Mostly YA obsessed, my blog reflects it A LOT. It features books from NA & other fiction too. I share all my book rants there, post mostly spoiler-free reviews & many other bookish and non-bookish stuff :D
So, I had mixed feelings after finishing this book. Firstly, because I like this book for some reasons. But then again, there were issues with the writing throughout the story. And I couldn't bash the author (being a good person I never do that *angel face*) for writing in such a away because I could clearly see her talents behind those mistakes.
From the beginning this book is really interesting and very intriguing. It starts off really well. Lizzie and Angie are two friends. The story opens to let us know through Angie that Lizzie had committed suicide after being bullied at school. The way the story opens with a very good plot and sub plots. Bullying is a serious issue and Chelsea Pitcher is wise to address the kind of bullying found here. Also, as a mystery novel, the story is a full-on five. The suspense and mystery element is well built and maintained throughout the story. I was wondering throughout the whole novel about Lizzie. But for me the only issues were the writing style and the characters.
The writing was never fluid. In some places I had to struggle to keep up. Often the narration became to boring to keep up with, even stagnant.In addition to that, some of the characters seemed devoid of proper or any reaction at all. Angie's best friend had cheated on her with her boyfriend, but I never felt her showing the type of anger or hurt or pain. She seems to go on a more philosophical route. None of her feelings, at least to me, never felt like real, rather forced. She doesn't exhibit a high-school girl traits dealing with this kind of a situation. I know it's hard to draw a successful character, specially if it's a high school girl or a guy, because that is an age of inconsistency itself (doesn't trying to sound like a granny or anything, just my own experience ;))

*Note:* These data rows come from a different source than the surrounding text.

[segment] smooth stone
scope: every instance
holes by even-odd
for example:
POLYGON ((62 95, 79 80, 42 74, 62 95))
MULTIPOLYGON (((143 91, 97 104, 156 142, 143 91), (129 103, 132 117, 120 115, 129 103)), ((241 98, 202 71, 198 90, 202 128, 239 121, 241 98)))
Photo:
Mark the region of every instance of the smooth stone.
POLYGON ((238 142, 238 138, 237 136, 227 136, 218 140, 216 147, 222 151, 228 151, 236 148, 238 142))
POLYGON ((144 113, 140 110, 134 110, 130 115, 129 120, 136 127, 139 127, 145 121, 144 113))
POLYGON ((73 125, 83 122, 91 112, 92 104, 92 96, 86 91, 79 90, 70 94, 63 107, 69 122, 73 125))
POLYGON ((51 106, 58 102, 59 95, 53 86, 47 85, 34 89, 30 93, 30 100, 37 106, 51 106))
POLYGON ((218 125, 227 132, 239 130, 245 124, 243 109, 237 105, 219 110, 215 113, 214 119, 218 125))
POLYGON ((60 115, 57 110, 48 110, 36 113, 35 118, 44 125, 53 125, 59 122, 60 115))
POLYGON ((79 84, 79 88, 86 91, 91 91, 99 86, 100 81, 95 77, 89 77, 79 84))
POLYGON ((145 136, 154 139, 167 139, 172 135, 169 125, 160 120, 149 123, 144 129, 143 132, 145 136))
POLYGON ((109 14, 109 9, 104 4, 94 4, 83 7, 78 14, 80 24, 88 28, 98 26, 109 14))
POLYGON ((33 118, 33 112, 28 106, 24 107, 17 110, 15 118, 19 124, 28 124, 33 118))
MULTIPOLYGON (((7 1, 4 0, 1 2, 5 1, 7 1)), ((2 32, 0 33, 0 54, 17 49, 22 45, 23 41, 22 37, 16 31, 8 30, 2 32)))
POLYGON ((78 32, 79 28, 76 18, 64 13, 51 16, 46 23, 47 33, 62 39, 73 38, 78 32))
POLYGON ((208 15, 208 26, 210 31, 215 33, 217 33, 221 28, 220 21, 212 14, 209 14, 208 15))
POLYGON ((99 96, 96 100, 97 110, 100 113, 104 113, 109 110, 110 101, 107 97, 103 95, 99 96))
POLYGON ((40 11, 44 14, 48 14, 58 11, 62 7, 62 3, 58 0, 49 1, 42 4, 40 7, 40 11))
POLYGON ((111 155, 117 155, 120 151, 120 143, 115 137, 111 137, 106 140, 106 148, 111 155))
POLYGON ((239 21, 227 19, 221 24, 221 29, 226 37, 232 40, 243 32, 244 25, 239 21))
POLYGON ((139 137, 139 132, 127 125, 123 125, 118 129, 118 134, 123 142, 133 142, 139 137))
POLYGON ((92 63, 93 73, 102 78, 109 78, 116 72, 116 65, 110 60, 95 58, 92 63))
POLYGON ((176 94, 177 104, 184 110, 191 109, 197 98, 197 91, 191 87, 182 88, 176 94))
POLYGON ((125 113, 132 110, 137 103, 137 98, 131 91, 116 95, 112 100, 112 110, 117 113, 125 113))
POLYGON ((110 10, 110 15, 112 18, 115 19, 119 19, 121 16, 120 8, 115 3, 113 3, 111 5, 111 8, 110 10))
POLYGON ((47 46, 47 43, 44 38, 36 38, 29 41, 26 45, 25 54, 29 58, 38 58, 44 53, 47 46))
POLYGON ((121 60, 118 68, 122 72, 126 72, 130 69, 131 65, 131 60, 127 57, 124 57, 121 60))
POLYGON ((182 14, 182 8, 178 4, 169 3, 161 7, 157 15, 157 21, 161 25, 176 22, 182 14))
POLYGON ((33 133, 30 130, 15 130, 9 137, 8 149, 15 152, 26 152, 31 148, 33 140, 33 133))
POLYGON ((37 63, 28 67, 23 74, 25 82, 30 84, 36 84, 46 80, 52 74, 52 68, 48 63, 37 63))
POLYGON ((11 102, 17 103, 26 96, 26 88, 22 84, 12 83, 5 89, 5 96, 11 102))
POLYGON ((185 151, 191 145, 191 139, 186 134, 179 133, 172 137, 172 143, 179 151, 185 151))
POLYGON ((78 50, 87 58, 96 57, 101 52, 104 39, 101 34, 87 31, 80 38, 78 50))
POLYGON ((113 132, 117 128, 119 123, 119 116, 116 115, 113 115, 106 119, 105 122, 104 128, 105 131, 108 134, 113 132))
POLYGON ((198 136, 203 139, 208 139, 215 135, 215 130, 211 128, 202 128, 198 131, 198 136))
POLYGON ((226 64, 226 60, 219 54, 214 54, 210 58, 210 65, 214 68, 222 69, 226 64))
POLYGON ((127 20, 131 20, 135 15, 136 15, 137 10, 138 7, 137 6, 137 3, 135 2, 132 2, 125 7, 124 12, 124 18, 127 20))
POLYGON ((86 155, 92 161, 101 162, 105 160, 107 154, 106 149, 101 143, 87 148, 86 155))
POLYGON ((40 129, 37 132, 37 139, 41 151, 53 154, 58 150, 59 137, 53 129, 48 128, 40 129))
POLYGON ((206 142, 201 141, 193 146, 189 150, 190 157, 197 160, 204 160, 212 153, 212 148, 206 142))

Even the character Lizzie, who is dead by the time we see her, suffers from the lack of character. The sensitive part I get, but from the description, she never appears as a high school girl either. Specially her journal entries; my ten years old cousin writes better than that. I get it, that I'm supposed to feel sorry for her, as the author may have wanted, and I did. Up until a point, I really felt sad for her...and then she started appearing as an immature sissy feeble heart (and I don't really admire girls who break down in problematic situations like that), and though I'd have loved to feel sympathy for her, I couldn't.
Moving on to the guys, in the whole novel, the only guy that was worth my attention was Jesse. The whole idea of a cross-dressing cute high school guy who may or may not be gay was quite unique and I loved it. He is the only one, to a very little yet satisfactory extent, the only person who is able to provide the right emotions at the right times, almost. But similar to other two, I just wish there was more finesse to his character.
The book, no doubt at all, has a great message to convey. Bullying and practically branding a girl with the 'S word' is not as simple to deal with as it may seem. It focuses on the point all over again that no matter if a girl is the culprit or the victim, most often then not, she'll be the only one to face the unpleasant consequences, much like Hester Prynne from Hawthorne's The Scarlet Letter, while the boy involved can simply move on and have a pretty normal life. For me, it would have been a five on five star novel if the narrative was a little less choppy, and Angie and Lizzie were portrayed as real life high school girls.